Gov. Charlie Baker (R) of Massachusetts signed a bill Thursday to raise the state’s minimum wage to $15 an hour by 2023.
The new law will set the wage to $11 per hour and then raise the pay rate in steps until it hits $15 in five years. The wage for tipped workers will also increase but at a lower rate, going from $3.75 to $6.75 by 2023, according to Mass Live.
The $15 wage will match California for the highest minimum wage in the nation by 2023:
"Gov. Charlie Baker signs $15 minimum wage, paid family leave into law" – https://t.co/fnjvT8jHcM
— Craig Rozniecki (@CraigRozniecki) June 29, 2018
One concession for business was that time-and-a-half pay on Sundays and holidays will no longer be required by 2023.
In signing the bill, Baker noted the law was a “grand bargain” meant to keep three measures off the ballot in the coming election. The compromise bill, Baker said, was “a far better product for the commonwealth than each of these as standalone entities would be for Massachusetts.”
The legislation Baker signed has several other provisions that will affect the state’s workplace rules.
The bill included a family leave program that will allow workers up to three months of paid leave to take care of a sick immediate family member or a baby.
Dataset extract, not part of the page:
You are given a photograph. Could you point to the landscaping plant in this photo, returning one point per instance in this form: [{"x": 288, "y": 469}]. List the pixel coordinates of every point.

The leave section also allows up to five months paid leave to take care of a worker’s own medical issues.
The paid leave rate will be capped at $850 per week and will be based on a percentage of the employee’s salary.
“This is a landmark victory for working families in Massachusetts,” said Sen. Jason Lewis (D-Winchester). “Finally, workers, especially low wage workers, won’t have to choose between getting a paycheck and having to take time off of work to bond with a newborn baby or take care of an ill family member.”